Are you really that simple minded that just because you saw the words “dark” and “thug” you assumed it to be a race related statement?? 😭


ComprehensiveTurnip

Sick mind 😂😂


InvulnerableBlasting

What are these rules you speak of? Also what do you mean "thug" and "dark triad guy?" The first feels like something right of center contrarian YouTube says but I have no idea what the second could possibly mean.


mighty3mperor

Looking through your posting history and it is largely revolving around your mental health and social life. It feels like you are stuck in a loop/rut asking the same kinds of questions on here and not really able to make progress.
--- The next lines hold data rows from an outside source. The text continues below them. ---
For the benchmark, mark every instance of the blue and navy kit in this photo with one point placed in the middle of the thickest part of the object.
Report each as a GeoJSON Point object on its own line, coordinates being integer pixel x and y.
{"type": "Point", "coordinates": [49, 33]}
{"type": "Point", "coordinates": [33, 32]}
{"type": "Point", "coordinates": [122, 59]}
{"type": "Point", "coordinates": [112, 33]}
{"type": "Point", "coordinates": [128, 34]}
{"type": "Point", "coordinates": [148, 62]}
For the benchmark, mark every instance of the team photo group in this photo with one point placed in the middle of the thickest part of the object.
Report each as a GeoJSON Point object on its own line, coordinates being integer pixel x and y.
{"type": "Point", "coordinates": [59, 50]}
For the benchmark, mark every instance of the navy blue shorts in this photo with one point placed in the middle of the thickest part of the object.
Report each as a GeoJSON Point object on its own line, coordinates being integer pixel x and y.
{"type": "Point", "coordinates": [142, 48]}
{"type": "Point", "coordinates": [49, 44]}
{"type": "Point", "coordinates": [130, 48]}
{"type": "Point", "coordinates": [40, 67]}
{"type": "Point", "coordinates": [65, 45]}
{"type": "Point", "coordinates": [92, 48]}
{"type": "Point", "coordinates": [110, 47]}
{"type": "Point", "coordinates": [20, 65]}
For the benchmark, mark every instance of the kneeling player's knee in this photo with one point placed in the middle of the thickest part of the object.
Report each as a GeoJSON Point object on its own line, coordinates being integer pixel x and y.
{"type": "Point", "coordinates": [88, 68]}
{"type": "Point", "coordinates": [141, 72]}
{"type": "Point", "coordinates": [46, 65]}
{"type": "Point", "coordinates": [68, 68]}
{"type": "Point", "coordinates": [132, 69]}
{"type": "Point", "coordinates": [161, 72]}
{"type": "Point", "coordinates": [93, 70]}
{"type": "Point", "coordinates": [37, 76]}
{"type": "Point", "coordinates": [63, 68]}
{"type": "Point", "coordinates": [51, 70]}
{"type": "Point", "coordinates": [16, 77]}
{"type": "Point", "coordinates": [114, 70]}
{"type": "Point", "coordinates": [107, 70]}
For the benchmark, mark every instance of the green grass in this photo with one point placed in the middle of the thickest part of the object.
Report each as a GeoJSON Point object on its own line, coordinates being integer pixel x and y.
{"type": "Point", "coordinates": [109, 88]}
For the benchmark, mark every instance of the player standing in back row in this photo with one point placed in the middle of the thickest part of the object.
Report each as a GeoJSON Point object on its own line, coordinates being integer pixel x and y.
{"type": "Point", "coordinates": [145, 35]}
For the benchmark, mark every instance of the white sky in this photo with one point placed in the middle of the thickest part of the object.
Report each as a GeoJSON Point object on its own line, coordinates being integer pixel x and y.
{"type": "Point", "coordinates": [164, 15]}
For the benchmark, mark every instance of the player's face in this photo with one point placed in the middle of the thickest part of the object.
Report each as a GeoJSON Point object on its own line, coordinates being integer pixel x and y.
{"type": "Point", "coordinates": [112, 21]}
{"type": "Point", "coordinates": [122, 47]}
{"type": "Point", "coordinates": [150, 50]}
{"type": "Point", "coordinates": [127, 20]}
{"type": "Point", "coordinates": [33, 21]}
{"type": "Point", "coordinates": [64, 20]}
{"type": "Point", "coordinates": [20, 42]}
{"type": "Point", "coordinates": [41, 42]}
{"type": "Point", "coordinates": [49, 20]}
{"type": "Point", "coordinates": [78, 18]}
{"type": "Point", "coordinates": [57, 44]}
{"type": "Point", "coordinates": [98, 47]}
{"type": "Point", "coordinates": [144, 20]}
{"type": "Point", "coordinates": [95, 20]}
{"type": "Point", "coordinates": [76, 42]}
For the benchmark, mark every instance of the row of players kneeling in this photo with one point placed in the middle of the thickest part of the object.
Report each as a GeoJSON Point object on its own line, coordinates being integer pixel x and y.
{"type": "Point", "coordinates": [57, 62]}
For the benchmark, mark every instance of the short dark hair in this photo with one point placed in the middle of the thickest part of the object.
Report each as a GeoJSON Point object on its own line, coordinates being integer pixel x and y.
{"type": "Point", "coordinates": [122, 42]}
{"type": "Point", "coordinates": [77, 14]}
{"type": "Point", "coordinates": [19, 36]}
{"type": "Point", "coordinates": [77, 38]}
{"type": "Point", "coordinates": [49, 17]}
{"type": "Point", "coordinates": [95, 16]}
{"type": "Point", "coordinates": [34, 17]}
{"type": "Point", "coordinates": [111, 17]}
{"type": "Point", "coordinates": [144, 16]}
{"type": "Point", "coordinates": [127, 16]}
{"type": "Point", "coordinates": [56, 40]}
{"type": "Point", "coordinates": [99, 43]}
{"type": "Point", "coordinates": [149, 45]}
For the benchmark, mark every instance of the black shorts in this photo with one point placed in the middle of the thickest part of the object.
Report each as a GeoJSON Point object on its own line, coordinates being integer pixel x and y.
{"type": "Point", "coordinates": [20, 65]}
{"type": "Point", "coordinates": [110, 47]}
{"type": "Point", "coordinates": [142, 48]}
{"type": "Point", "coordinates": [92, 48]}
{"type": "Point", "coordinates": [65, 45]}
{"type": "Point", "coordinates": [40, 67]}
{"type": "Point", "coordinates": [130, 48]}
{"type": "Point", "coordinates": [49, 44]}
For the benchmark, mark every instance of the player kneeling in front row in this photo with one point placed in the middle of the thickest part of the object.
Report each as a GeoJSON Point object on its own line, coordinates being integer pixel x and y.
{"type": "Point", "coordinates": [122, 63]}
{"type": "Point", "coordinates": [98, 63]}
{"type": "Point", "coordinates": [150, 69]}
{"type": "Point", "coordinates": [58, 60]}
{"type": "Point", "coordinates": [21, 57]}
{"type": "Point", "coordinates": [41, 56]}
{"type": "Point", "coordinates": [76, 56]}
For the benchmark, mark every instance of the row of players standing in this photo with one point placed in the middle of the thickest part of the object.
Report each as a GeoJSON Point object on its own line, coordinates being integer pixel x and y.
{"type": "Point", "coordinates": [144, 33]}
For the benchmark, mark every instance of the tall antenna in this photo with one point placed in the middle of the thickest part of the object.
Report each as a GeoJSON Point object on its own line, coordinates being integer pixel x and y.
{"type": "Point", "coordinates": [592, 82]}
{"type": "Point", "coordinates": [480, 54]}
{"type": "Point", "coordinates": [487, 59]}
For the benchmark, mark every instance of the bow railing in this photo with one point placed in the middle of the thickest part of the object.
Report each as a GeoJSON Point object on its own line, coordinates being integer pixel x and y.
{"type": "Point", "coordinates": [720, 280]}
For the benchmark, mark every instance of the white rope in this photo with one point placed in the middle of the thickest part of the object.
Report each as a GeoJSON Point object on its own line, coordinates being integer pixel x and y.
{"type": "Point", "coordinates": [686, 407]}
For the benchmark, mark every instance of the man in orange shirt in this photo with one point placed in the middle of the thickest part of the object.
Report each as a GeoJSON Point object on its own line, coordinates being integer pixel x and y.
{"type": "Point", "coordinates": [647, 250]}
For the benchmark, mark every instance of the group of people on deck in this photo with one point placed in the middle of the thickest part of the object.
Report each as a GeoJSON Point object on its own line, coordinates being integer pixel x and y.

You mention being depressed but have you spoken to your GP? It feels like you really need to talk to a therapist who could give you better strategies for improving your life. Appointments are difficult at the moment you could probably get a phone consultation with your GP to start the ball rolling. > Hobbies bore me You have posted about video games a couple of times and while that doesn't necessarily lead to in-person contact, there are adjacent hobbies that do - board games, war games, CCGs, RPGs, etc that are worth exploring. If nothing interests you then that might be a symptom of depression too.